Okay last night before I went to bed, I was checking my mail as I do, and I came across a young lady newly diagnosed (Dx’d) with the JC virus. This upset me somewhat as I am sure it did “YOU” and most certainly her. Before we start I will say again I am under No circumstances a trained medical professional. Not even an untrained one, merely somebody who has endured Relapsing Remitting ms (RRms) since 1999, the exact date I am not sure, nor do I care to remember. It really is that unimportant. It just IS, a part of me and my life today and my numerous tomorrows. No big deal. I understand that is not how “YOU” feel right this very moment, but that attitude will come. “YOU” have many many years with this condition, eventually “YOU” will find a comfort level of sorts with it. Things will change in your life. Lovers and heartthrobs will go, perhaps new ones will come.
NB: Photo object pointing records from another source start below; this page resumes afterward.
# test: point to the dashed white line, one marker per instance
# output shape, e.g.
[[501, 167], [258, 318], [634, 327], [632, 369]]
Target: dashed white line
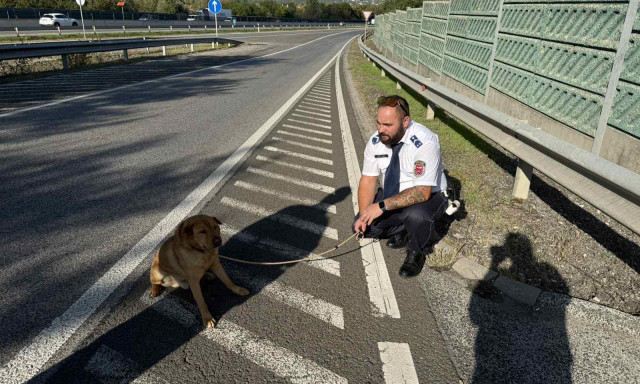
[[310, 118], [318, 229], [328, 265], [302, 145], [299, 155], [311, 124], [314, 131], [302, 183], [397, 363], [312, 113], [258, 350], [315, 171]]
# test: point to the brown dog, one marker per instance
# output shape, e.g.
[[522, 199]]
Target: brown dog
[[186, 256]]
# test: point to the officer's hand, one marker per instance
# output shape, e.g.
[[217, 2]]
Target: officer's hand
[[371, 213], [360, 226]]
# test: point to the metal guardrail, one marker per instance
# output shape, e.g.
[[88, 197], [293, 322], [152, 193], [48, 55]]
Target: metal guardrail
[[607, 186], [23, 51]]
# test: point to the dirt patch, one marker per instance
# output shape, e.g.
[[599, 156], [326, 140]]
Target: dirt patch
[[554, 240]]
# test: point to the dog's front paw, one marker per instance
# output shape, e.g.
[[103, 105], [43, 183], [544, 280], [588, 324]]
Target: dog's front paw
[[240, 291], [208, 321]]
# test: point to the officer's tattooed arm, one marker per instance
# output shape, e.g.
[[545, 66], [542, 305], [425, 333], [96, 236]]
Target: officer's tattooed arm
[[408, 197]]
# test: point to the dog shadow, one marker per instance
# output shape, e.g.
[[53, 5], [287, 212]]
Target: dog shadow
[[160, 331]]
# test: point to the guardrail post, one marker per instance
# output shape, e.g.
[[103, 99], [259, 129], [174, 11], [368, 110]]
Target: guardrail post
[[522, 182], [431, 111]]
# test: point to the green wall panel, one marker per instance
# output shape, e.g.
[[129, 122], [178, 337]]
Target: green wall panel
[[412, 29], [511, 81], [518, 51], [468, 50], [437, 9], [526, 20], [431, 61], [585, 68], [626, 109], [470, 75], [432, 44], [414, 14], [631, 69], [475, 7], [435, 27], [473, 27], [578, 109]]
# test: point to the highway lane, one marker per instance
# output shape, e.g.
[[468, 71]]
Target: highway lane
[[83, 181]]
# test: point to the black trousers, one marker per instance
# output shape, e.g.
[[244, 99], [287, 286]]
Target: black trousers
[[418, 220]]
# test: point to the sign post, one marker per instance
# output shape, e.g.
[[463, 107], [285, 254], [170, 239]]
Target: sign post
[[81, 3], [366, 18], [121, 5], [215, 6]]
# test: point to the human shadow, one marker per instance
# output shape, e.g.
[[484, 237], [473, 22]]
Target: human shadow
[[129, 349], [515, 343]]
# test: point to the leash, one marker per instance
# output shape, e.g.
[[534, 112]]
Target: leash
[[312, 256]]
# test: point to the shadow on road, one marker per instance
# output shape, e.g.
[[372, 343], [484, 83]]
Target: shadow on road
[[516, 344]]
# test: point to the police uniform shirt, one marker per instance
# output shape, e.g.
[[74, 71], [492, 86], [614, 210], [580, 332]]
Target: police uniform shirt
[[420, 159]]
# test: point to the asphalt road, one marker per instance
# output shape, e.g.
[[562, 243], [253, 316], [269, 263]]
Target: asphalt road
[[88, 184]]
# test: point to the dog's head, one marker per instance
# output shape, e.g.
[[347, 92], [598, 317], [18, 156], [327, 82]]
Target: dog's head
[[200, 232]]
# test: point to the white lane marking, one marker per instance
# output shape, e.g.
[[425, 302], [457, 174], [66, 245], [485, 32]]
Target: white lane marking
[[258, 350], [159, 80], [316, 100], [292, 180], [318, 229], [314, 131], [287, 196], [315, 171], [328, 265], [380, 289], [30, 359], [110, 366], [302, 145], [311, 124], [306, 137], [314, 107], [397, 363], [310, 118], [312, 113], [299, 155], [318, 308]]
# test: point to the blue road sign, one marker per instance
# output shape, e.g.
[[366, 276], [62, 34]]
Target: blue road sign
[[215, 6]]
As she who must be obeyed said yesterday we are really all in a very exclusive dating club. Careers and dreams will change. This is neither good or bad, it just IS. Read that last sentence again. Perhaps one more time. RRms is not our enemy, fight it and battle it and “YOU” will lose badly. This is NOT a battle to be fought and won with victory parades at the end. This is certainly more of a management strategy. How can “YOU” maintain yourself as upright as possible for as long as “YOU” possibly can. RRms is a chronic degenerative condition, it is meant to get worse up to a point.
Accept this and do not fight it. There is no need to shake in fear. Some things that may degenerate at first honestly do come back with a lot of perseverance and some failures. When I first met she who must be obeyed twenty years ago she was house bound in a wheelchair and unable to drive a car. Today I can not keep her in the house. She still has issues going into stores from an incident with her bladder twenty odd years ago. Perhaps that is why I am so insistent on wearing adult protective underwear, or perhaps to I’m y own incidents with bowel bladder incidents at pizza shops. Yes, things will happen and they are not all pleasant but none other them are things to hide from or fear. They just are experiences for me to learn from and move through, during this my very long life with a chronic incurable illness, that is RRms.
With that said, I refuse to just surrender myself to RRms’s ravages. There are things that I have lost never to get back. I will never fly again, but perhaps one day. Moving to Titan is pretty unlikely but I can and do imagine. RRms has taken from me as it has from “YOU, but look closely are there things that “YOU” have gained. This group for example, I never would have met such an interesting group if RRms was not in my life. Be careful with your diagnosis (Dx) there are people out there that will try to take advantage of “YOU” people that will hurt “YOU”. We do not live in a perfect society and we are far from a perfect species. Beware of this and learn from it. Learn all that “YOU” can about our condition. Do not allow yourself to be in fear, what may happen, does not mean it will happen to “YOU”
Find and start taking the strongest Disease Modifying Therapy (DMT) that “YOU” can. There are side effects to the medicine and not every medicine works for everybody. If “YOU” are too scared of the treatment look at some of the ms Societies adds from twenty years ago. Smiling people in wheelchairs. That was my future if I did not take a medicine twenty years ago. So I took the medicine and I stand writing this to “YOU” today and will walk to the toilet(bathroom) when I need to use it. A choice, there are many choices in this our RRms life just like in life in general. Now I have never used a wheelchair myself though when I travel I always use wheelchair services, why walk through a huge airport when “YOU” can be pushed directly to your gate? Do not look at this as any type of end. Look at this as a very unexpected opportunity to be a very different “YOU”. Every moment of every day find someway to make yourself stronger “YOU will need it during your long ms journey.
Royce
I will never be what I was, I will be something different I wonder what it shall be
Sorry this is a little longer and later than usual.